To truly be aware of another human being is to sense the unique tones and qualities of awareness which shape and colour their experience of the world and other people. When we speak of another human being as ‘warm’ or ‘cool’, ‘close’ or ‘distant’, ‘closed’ or ‘open’, ‘light’ or ‘heavy’, ‘bright’ or ‘dull’, ‘rigid’ or ‘flexible’, ‘solid’ or ‘airy’, ‘icy’ or ‘fiery’ we are not merely describing them in ‘metaphorical’ terms - describing our sense of a person’s ‘soul’ with words deriving from sensory qualities of things. Instead we are giving expression to innate sensual qualities of their awareness or ‘soul’ - and of awareness or ‘soul’ as such. It is not that sensory qualities of things become mere metaphors for soul qualities. Rather it is these very sensual qualities of awareness or soul – soul qualities - that find expression in the sensory qualities of all things. ‘The World of Awareness’ is the ‘soul world’ lying behind and beyond our physical world and life. There, as in our dreams, the qualities of awareness or soul qualities that colour our moods and come to expression as sensory phenomena and their qualities – a dark or black mood being perceived as a dark or black cloud for example. Similarly a euphoric feeling of ‘levity’ or being ‘uplifted’ may translate itself into a dream of our body levitating or flying. What we experience as our dream body is nothing but our eternal soul body as such. This is not our objective physical body – our body as perceived from without, but our body as we are aware of it and feel it from within - our inwardly felt or ‘subjective’ body. What we call ‘the soul’ is our inwardly felt body – essentially a a body of awareness made up of sensual shapes, tones and textures of awareness. 
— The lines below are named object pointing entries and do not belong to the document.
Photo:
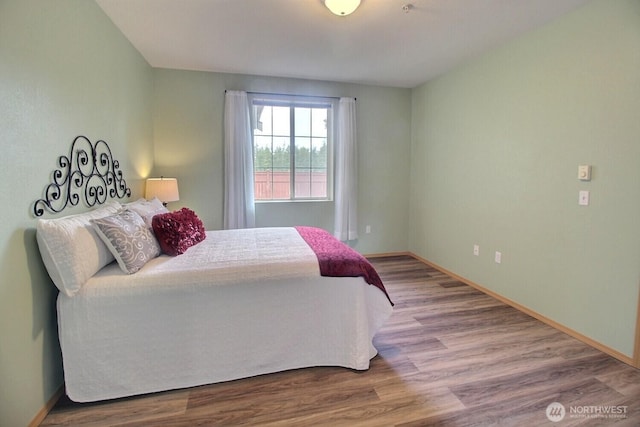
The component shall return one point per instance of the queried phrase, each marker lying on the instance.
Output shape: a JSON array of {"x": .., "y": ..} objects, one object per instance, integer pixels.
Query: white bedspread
[{"x": 234, "y": 306}]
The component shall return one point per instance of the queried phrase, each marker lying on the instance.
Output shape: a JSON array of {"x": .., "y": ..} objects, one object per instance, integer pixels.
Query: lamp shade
[
  {"x": 342, "y": 7},
  {"x": 165, "y": 189}
]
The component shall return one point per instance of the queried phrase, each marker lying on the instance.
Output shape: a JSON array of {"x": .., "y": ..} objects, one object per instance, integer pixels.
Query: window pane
[
  {"x": 319, "y": 122},
  {"x": 281, "y": 121},
  {"x": 281, "y": 156},
  {"x": 286, "y": 162},
  {"x": 303, "y": 153},
  {"x": 303, "y": 121},
  {"x": 319, "y": 183}
]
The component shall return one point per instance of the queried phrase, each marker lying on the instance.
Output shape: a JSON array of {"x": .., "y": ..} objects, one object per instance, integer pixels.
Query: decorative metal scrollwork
[{"x": 90, "y": 174}]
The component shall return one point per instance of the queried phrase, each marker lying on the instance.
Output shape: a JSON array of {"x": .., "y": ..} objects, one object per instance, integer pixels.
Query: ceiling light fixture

Our most direct and immediate inner awareness of our bodies is imbued with tangible ‘elemental’ qualities - ranging from dense solidity or rigidity to watery fluidity, airy diffuseness, spacious expansiveness or fiery vitality. It is such ‘elemental’ soul qualities that the sages of the past knew as the true meaning of ‘the five elements’ – understanding them as both basic elements of nature and our own human soul nature. Elemental qualities of awareness find expression not only in our immediate proprioceptive awareness of our own bodies but constitute the ‘soul’ of  all bodies – no matter whether these be dreamt or physical, bodies of people or bodies of seemingly inanimate, insentient or unaware ‘things’. Our physical bodies themselves are but patterns of atomic, molecular and cellular awareness. Though their human physical form may decompose when we die, the awareness that imbues every atom of them does not. The individual combinations of soul qualities that shape our sense of self and imbue our body with its unique form survive after death in the form of the ‘soul body’ itself. This remains perceptible in the soul world – the world of awareness - even without physical form. Each night it takes non-physical form in our dreams - not only in the form of our dreamt body as such, but as the entire ‘body’ of our dream environment and every other body within it. Just as our entire dream environment is the larger body of our dreaming awareness, so is our entire waking world the larger body of our waking awareness - itself part of a multidimensional World of Awareness that we remain largely asleep to.